Chalu Deso Gelmisa

Personal information
- Nationality: Ethiopian
- Born: 14 December 1997 (age 28)

Sport
- Sport: Athletics
- Event: Marathon

Achievements and titles
- Personal best(s): Marathon: 2:04:53 (Valencia 2020)

Medal record
World Marathon Majors
| Gold medal – first place | 2023 Tokyo | Marathon |

= Deso Gelmisa =

Ethiopian long-distance runner

Chalu Deso Gelmisa (born ) is a long-distance runner from Ethiopia. He won the 2022 Paris Marathon and the 2023 Tokyo Marathon.

==Career==
In 2017, Deso took part in the Route du Vin Half Marathon in Luxembourg, finishing in twelfth place with a time of 1:08:06.
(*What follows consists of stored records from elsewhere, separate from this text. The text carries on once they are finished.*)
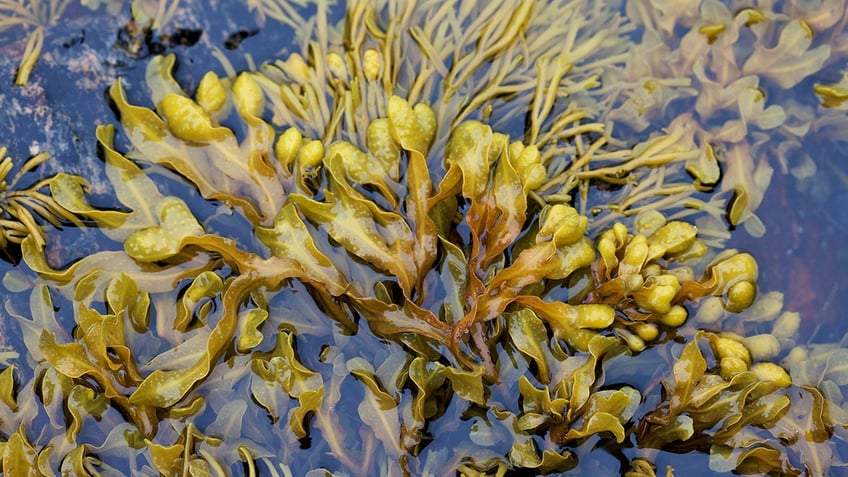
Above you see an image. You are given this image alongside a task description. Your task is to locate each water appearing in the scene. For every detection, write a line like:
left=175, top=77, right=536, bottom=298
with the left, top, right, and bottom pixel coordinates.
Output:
left=0, top=2, right=848, bottom=475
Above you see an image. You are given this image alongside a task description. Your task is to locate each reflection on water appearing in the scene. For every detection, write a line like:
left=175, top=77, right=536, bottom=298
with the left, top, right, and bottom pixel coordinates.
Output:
left=0, top=1, right=848, bottom=475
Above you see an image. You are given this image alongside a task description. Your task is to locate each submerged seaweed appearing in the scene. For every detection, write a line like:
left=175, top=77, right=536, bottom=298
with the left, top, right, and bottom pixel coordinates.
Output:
left=0, top=0, right=848, bottom=475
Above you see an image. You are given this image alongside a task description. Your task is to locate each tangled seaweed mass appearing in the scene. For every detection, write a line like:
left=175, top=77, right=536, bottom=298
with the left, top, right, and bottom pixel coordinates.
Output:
left=0, top=0, right=848, bottom=477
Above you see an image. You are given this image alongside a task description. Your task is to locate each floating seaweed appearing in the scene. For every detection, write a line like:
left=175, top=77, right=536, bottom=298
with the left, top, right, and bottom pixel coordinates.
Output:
left=0, top=0, right=848, bottom=475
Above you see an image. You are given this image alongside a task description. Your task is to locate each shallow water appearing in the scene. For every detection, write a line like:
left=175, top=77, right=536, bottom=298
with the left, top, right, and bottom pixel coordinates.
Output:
left=0, top=2, right=848, bottom=475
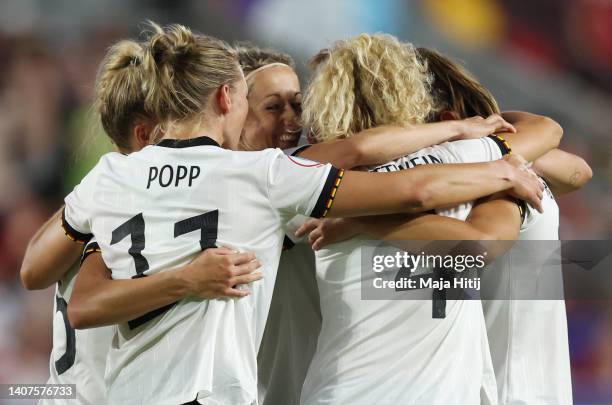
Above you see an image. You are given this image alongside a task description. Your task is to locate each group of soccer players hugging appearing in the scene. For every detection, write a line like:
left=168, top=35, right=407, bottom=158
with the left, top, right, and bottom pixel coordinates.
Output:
left=21, top=23, right=591, bottom=405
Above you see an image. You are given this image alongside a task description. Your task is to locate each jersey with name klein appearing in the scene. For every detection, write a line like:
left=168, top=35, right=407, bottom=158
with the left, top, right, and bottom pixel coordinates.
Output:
left=65, top=137, right=338, bottom=404
left=301, top=138, right=507, bottom=405
left=39, top=239, right=115, bottom=405
left=373, top=136, right=509, bottom=220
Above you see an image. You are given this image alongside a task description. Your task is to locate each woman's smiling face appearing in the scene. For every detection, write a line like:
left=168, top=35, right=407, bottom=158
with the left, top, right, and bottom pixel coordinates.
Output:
left=240, top=65, right=302, bottom=150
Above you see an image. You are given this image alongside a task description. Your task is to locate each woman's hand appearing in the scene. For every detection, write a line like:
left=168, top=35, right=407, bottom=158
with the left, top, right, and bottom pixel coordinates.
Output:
left=180, top=247, right=263, bottom=299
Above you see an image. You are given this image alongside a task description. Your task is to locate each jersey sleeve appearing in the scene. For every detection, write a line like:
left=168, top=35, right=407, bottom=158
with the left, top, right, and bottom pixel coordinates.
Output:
left=267, top=150, right=344, bottom=218
left=62, top=173, right=93, bottom=244
left=447, top=135, right=511, bottom=163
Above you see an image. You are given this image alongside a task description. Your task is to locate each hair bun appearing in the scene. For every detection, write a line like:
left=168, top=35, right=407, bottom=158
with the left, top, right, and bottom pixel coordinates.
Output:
left=149, top=22, right=197, bottom=68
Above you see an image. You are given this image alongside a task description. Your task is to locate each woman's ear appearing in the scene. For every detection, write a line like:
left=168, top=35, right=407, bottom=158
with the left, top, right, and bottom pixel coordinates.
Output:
left=440, top=110, right=461, bottom=121
left=132, top=121, right=152, bottom=150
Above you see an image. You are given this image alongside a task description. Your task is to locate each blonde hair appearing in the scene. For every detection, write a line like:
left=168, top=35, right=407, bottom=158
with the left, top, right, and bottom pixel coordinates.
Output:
left=143, top=22, right=242, bottom=140
left=303, top=34, right=433, bottom=141
left=417, top=48, right=500, bottom=121
left=94, top=40, right=146, bottom=150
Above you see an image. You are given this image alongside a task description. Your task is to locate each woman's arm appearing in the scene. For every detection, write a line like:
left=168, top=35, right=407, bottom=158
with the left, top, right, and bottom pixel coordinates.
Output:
left=68, top=248, right=263, bottom=329
left=327, top=155, right=543, bottom=217
left=502, top=111, right=563, bottom=162
left=532, top=149, right=593, bottom=195
left=299, top=115, right=514, bottom=169
left=20, top=208, right=83, bottom=290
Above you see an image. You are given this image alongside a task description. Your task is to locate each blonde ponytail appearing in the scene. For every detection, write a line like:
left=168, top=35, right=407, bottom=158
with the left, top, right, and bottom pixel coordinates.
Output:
left=143, top=22, right=242, bottom=137
left=94, top=40, right=146, bottom=150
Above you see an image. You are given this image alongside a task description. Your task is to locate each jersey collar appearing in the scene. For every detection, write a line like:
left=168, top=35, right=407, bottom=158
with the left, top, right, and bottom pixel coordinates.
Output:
left=157, top=136, right=221, bottom=148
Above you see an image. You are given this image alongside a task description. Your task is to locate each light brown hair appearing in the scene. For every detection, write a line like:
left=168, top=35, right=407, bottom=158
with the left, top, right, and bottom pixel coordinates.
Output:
left=143, top=22, right=242, bottom=137
left=94, top=40, right=147, bottom=150
left=417, top=48, right=500, bottom=121
left=234, top=42, right=295, bottom=76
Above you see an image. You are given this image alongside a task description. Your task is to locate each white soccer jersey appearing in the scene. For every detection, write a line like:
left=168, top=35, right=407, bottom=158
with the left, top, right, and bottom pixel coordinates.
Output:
left=65, top=137, right=341, bottom=404
left=301, top=138, right=506, bottom=405
left=39, top=240, right=114, bottom=405
left=258, top=237, right=321, bottom=405
left=257, top=145, right=321, bottom=405
left=482, top=181, right=572, bottom=405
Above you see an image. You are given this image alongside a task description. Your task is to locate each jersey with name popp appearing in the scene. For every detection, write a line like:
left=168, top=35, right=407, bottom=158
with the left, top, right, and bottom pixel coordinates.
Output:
left=64, top=137, right=339, bottom=404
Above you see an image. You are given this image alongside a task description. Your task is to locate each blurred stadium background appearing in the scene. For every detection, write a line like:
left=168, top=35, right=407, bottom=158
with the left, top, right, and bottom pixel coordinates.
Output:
left=0, top=0, right=612, bottom=404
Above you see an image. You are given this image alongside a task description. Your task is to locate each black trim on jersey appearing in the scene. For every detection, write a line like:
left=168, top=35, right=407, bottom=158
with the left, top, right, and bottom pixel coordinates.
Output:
left=80, top=242, right=101, bottom=266
left=128, top=302, right=176, bottom=329
left=489, top=135, right=512, bottom=156
left=310, top=166, right=344, bottom=218
left=55, top=295, right=76, bottom=375
left=283, top=235, right=295, bottom=251
left=62, top=208, right=93, bottom=244
left=290, top=145, right=312, bottom=156
left=157, top=136, right=221, bottom=148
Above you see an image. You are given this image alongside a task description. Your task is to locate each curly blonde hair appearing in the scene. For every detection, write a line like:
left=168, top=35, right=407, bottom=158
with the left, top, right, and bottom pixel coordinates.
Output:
left=303, top=34, right=433, bottom=142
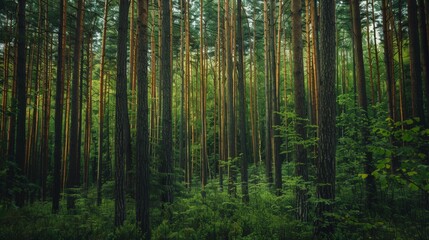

In 2019, Deso placed second in the Castellón Marathon. He finished with a time of 2:13:12, nearly five minutes behind his compatriot Andualem Belay, who won the marathon. Eight months later, Deso won the 2019 Porto Marathon with a finish time of 2:09:08, nearly two minutes ahead of the second-place finisher. He broke away from the other runners about 4 km from the finish, and set a personal best by more than three minutes, though he missed breaking the course record by three seconds.

Deso set his personal best at the 2020 Valencia Marathon, which was held during the coronavirus pandemic and restricted to elite athletes. His finish time of 2:04:53 placed him sixth on the list of finishers. Deso returned to Valencia in later years, finishing second in 2021 with a time of 2:05:16. He lost by four seconds in a sprint finish to Kenyan Lawrence Cherono, who passed both Deso and third-place finisher Philemon Kacheran in the last 500 m of the race. Deso also ran the 2022 Valencia Marathon, placing sixth with a time of 2:04:56, three seconds slower than his personal record. He ran with the lead pack for most of the race, which was won by Kenyan Kelvin Kiptum in 2:01:53, the fastest debut marathon time ever.

In 2022, Deso won the Paris Marathon with a time of 2:05:07, sprinting to finish just three seconds ahead of compatriot Seifu Tura, who took second place. He ran the Sydney Marathon later that year, taking third place with a time of 2:07:09. That year, all three podium finishers had broken the previous Australian all-comers marathon record of 2:07:50.

Deso won the 2023 Tokyo Marathon with a sprint finish, beating compatriot Mohamed Esa by less than a second. Both Deso and Esa recorded a time of 2:05:22, and were closely followed by Ethiopian Tsegaye Getachew, whose time of 2:05:25 rounded out an Ethiopian podium sweep.